The only training stuff I know are a guarded secret is some testing standards for Special Operations schools. For instance, in Diver school they won't publicly disclose one of the underwater stress tests. This is so the students can be surprised. They also don't state certain physical standards one has to hit in Special Forces school. And the military still doesn't publicly acknowledge Delta Force exists even though we all know it does. SEAL Team 6 was also supposed to be a secret, but Obama fucked that up and got a lot of flack from military commanders.

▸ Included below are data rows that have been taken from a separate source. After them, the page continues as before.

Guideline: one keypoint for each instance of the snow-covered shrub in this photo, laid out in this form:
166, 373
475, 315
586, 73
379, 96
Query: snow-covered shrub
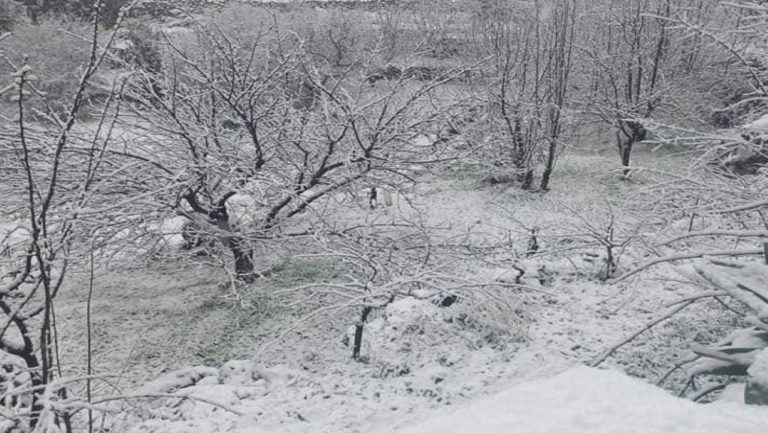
744, 352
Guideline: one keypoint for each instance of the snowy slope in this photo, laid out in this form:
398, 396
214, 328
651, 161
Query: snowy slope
594, 401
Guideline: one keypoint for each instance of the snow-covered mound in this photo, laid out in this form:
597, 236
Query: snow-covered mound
594, 401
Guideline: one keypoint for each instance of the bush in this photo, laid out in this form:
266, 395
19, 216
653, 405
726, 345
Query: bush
744, 353
56, 57
10, 14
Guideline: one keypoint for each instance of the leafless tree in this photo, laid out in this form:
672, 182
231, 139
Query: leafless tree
530, 57
262, 120
49, 167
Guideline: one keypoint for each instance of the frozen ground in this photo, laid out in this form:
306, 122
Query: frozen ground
156, 323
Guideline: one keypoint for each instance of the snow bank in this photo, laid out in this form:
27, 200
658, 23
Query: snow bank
594, 401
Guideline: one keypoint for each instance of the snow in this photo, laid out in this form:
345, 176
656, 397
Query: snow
593, 401
759, 369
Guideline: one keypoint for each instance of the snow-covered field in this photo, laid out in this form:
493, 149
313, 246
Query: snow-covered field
426, 368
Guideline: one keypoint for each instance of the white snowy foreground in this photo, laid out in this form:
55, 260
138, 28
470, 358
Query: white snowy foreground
580, 400
594, 401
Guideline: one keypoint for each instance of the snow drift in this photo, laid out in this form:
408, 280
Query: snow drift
594, 401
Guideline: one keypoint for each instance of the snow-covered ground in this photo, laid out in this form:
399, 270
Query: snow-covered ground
426, 368
586, 400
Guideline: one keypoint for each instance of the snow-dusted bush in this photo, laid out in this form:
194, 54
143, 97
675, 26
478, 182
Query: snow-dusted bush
744, 352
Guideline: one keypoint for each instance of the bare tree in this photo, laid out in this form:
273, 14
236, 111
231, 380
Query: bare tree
262, 121
48, 171
530, 62
630, 59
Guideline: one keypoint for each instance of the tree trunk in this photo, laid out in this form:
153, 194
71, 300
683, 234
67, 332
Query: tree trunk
358, 343
625, 150
244, 266
241, 252
550, 165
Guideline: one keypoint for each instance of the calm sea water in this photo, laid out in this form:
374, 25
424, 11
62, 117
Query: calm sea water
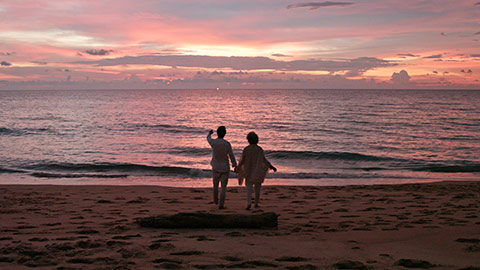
314, 137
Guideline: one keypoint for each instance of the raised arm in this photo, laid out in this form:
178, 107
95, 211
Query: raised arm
232, 157
209, 137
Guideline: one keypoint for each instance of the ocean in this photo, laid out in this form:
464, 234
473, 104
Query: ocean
313, 137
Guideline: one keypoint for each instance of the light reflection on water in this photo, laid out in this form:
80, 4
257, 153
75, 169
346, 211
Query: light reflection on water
412, 133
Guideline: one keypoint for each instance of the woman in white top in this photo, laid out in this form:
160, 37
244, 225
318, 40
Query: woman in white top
253, 168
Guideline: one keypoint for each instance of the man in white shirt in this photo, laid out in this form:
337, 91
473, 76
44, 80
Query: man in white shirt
221, 151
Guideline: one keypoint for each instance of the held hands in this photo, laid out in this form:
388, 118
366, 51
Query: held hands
273, 168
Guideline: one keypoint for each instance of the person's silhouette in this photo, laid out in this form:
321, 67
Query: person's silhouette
221, 152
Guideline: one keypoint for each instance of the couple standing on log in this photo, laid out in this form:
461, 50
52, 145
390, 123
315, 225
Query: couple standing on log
253, 166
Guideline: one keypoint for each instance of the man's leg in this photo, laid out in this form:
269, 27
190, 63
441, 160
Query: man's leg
258, 187
223, 192
216, 180
249, 187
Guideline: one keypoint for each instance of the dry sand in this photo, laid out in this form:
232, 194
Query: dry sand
354, 227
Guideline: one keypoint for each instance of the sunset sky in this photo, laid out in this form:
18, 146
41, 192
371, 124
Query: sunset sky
58, 44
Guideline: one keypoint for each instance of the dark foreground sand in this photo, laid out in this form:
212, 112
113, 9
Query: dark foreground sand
356, 227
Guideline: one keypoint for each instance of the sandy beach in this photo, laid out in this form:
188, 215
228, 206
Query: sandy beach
351, 227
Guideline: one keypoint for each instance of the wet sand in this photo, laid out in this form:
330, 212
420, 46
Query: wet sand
413, 226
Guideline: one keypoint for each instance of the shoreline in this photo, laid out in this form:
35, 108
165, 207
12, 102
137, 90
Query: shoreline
320, 227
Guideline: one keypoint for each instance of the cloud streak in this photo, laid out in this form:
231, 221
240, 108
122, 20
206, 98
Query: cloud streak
356, 66
98, 52
317, 5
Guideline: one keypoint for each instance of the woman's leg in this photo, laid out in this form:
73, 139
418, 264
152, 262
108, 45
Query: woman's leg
249, 187
258, 187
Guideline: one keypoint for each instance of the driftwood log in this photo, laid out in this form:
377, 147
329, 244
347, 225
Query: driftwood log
210, 220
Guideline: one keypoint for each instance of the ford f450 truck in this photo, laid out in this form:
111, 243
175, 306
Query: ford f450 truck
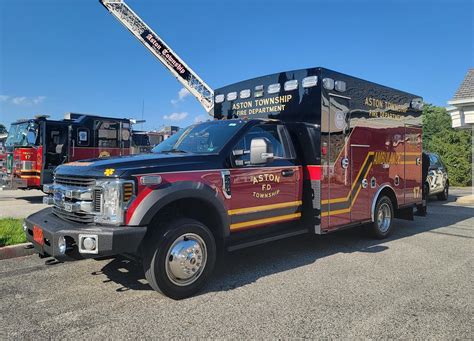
307, 151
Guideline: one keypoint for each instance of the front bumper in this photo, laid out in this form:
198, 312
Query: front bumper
9, 182
110, 240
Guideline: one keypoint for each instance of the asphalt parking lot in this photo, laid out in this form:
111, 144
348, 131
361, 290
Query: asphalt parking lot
415, 284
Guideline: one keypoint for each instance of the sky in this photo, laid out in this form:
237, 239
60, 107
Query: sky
59, 56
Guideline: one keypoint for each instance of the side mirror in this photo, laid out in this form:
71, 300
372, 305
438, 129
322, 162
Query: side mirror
31, 137
261, 151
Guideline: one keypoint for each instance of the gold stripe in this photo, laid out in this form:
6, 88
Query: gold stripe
345, 210
264, 207
332, 201
265, 221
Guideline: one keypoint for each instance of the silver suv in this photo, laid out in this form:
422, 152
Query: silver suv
437, 181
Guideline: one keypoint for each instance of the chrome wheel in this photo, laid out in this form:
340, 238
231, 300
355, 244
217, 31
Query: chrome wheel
186, 259
384, 217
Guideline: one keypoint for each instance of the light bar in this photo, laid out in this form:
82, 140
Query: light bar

Clearly if I was in a combat zone right now I couldn't disclose mission details like where we're going and our resources/strength. That would endanger everyone. There are also certain capabilities of equipment we aren't allowed to disclose, but it isn't as crazy and James Bond as it probably sounds and the enemy probably has all the info anyway.

I'm sure there are a bunch of high-level and Special Operations hush-hush stuff. But a typical soldier on my level doesn't have much knowledge I couldn't freely give out.

Posted by Slag
Posted by TheManWithNoPlan

This was a very interesting piece. Good job.

Edited by core1065

EST sucks, I can never zero with that thing, and the night fire sucks. i can never see the tiny blinking dot.

Edited by sarge1445
Edited by MrSpaceMan

@patrickklepek should let you start writing bits for the site. Informative and entertaining. thanks!

Edited by Pvtporter

I was an Army duder from 1996-2002; I attended basic training at Fort Leonard Wood, Mo. We used video games to assist with marksmanship training as well -- a modded Super Nintendo: http://www.siliconera.com/2007/01/25/the-super-nes-also-trains-the-army/

I was 18 when used it for the first (and last) time, and I still remember thinking how phenomenally dumb it was. The plastic M-16 we used was nowhere near the correct size/weight, and we ended up shooting at the range the next week anyway.

Still, while its value as a training tool is suspect, I definitely appreciated the break from the 8-hour classroom session.

One more interesting tidbit: When I was stationed in Vicenza, Italy, we actually had to use an indoor range to qualify on the rifle. Our base was too tiny for a full-sized range, so every few months we were bundled into a freezing room (the temperature helped keep the gases/dust from the gunfire under control) to shoot at paper targets.

Posted by Corvak

Great article, and interesting to hear the real-world accounts of some of the training being done.

@crusader8463: Aww yeah, Grew up near gagetown, could hear the shells going off on the artillery range from time to time.